How seriously should I take ECC correctable error warnings?

I have a pile of Sun X2200-M2 servers. These servers have ECC memory.

In some of these servers, I am getting warnings in the eLOM about "correctable ECC errors detected", eg:

# ssh regress11 ipmitool sel elist
   1 | 05/20/2010 | 14:20:27 | Memory CPU0 DIMM2 | Correctable ECC | Asserted
   2 | 05/20/2010 | 14:33:47 | Memory CPU0 DIMM2 | Correctable ECC | Asserted

...some more frequently than others.

The kernel on this particular system is throwing EDAC errors as well, although with far more frequency than the eLOM is recording ECC events:

EDAC k8 MC0: general bus error: participating processor(local node response), time-out(no timeout) memory transaction type(generic read), mem or i/o(mem access), cache level(generic)
MC0: CE page 0x42a194, offset 0x60, grain 8, syndrome 0xf654, row 4, channel 1, label "": k8_edac
MC0: CE - no information available: k8_edac Error Overflow set
EDAC k8 MC0: extended error code: ECC chipkill x4 error
EDAC k8 MC0: general bus error: participating processor(local node response), time-out(no timeout) memory transaction type(generic read), mem or i/o(mem access), cache level(generic)
MC0: CE page 0x48cb94, offset 0x10, grain 8, syndrome 0xf654, row 5, channel 1, label "": k8_edac
MC0: CE - no information available: k8_edac Error Overflow set
EDAC k8 MC0: extended error code: ECC chipkill x4 error

Now if the server is detecting Uncorrectable ECC, the system resets, so clearly that's bad and removing/replacing the identified stick or pair corrects the issue.
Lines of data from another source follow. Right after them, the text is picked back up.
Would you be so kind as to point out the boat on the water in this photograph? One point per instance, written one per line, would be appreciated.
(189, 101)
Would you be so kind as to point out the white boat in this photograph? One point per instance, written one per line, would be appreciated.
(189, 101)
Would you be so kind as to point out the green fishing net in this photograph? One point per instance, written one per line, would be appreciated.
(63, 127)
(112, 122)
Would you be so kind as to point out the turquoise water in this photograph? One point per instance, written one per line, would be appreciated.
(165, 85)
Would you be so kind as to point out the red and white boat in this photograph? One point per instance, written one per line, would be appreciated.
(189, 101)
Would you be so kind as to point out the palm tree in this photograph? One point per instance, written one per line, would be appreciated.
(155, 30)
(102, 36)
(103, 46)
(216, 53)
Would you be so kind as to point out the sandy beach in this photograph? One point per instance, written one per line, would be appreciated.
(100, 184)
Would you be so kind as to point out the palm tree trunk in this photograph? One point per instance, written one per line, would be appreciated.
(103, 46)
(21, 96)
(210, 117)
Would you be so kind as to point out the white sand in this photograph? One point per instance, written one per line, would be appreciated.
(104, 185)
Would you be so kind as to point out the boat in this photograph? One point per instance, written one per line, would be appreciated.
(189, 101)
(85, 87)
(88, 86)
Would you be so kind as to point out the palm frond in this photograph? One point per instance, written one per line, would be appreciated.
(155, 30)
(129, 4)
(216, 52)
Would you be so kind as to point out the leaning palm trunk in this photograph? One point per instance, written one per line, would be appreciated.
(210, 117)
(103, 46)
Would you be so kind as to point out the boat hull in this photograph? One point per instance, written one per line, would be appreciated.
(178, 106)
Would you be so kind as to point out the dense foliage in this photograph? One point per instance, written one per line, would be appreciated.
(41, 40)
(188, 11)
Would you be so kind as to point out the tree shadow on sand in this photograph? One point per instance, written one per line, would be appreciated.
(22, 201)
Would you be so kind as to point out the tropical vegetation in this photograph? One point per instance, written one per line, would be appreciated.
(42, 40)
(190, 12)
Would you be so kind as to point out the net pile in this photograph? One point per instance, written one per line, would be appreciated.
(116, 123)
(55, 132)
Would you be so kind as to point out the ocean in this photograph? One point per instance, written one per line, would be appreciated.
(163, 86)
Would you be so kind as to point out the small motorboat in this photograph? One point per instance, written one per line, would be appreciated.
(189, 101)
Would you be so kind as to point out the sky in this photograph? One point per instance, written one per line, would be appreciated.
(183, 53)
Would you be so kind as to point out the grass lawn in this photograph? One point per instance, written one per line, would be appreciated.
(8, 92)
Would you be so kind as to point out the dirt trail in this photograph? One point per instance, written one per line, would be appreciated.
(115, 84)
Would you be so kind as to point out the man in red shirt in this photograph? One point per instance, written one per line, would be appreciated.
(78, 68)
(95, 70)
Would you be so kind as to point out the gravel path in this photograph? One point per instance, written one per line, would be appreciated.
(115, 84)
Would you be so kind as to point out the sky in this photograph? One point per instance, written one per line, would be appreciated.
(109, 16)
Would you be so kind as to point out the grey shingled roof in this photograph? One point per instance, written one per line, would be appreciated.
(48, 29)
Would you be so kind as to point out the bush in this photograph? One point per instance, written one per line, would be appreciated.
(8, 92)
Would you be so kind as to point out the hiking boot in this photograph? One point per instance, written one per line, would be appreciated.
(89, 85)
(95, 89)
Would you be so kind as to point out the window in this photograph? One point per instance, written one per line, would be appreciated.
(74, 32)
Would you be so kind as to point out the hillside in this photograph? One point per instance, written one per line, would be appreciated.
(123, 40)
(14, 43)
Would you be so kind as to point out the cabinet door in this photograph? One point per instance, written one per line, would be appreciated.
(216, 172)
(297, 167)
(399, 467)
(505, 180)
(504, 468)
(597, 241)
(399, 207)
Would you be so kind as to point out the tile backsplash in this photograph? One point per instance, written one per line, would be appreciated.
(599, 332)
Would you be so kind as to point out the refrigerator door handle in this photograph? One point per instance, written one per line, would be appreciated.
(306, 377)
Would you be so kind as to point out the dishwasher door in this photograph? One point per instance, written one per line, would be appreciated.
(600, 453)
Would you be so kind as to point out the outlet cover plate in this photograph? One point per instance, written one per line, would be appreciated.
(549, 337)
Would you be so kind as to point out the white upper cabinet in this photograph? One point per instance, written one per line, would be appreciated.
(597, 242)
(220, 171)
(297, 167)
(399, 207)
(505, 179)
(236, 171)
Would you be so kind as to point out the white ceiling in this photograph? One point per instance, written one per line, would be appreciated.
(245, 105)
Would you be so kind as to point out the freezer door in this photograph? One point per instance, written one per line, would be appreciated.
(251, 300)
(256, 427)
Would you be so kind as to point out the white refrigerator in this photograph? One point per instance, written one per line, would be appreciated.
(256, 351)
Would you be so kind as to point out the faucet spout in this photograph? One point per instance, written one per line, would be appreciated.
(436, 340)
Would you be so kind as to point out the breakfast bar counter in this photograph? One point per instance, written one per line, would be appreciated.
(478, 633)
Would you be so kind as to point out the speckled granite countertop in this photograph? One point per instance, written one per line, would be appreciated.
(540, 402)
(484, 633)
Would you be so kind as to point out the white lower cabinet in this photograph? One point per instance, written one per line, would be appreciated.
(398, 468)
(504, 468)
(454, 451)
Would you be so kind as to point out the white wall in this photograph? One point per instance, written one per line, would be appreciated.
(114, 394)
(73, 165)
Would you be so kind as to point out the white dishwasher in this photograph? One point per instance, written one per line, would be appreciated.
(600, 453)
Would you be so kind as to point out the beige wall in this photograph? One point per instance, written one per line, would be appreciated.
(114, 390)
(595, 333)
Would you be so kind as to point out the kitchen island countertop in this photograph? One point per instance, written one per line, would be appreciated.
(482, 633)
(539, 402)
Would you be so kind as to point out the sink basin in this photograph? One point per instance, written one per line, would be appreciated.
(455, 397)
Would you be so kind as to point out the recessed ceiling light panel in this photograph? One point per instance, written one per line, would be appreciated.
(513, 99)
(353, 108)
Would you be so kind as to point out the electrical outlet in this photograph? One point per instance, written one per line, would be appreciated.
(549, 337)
But I am thinking that if the error is Correctable, then there's no immediate issue -- I can treat this as a warning and be prepared to pull the stick/pair if an uncorrectable error starts occurring?


Solution 1:

Depends on how often you get the error. For a variety of reasons ECC should have to correct single-bit errors about once a year on average. If you're getting them significantly faster than that, or if they're multi-bit errors, you should be worried (I would replace the RAM ASAP).

Also, ECC isn't perfect. It's possible that the cumulative error passes ECC; that would show up as an OS crash or similar problem.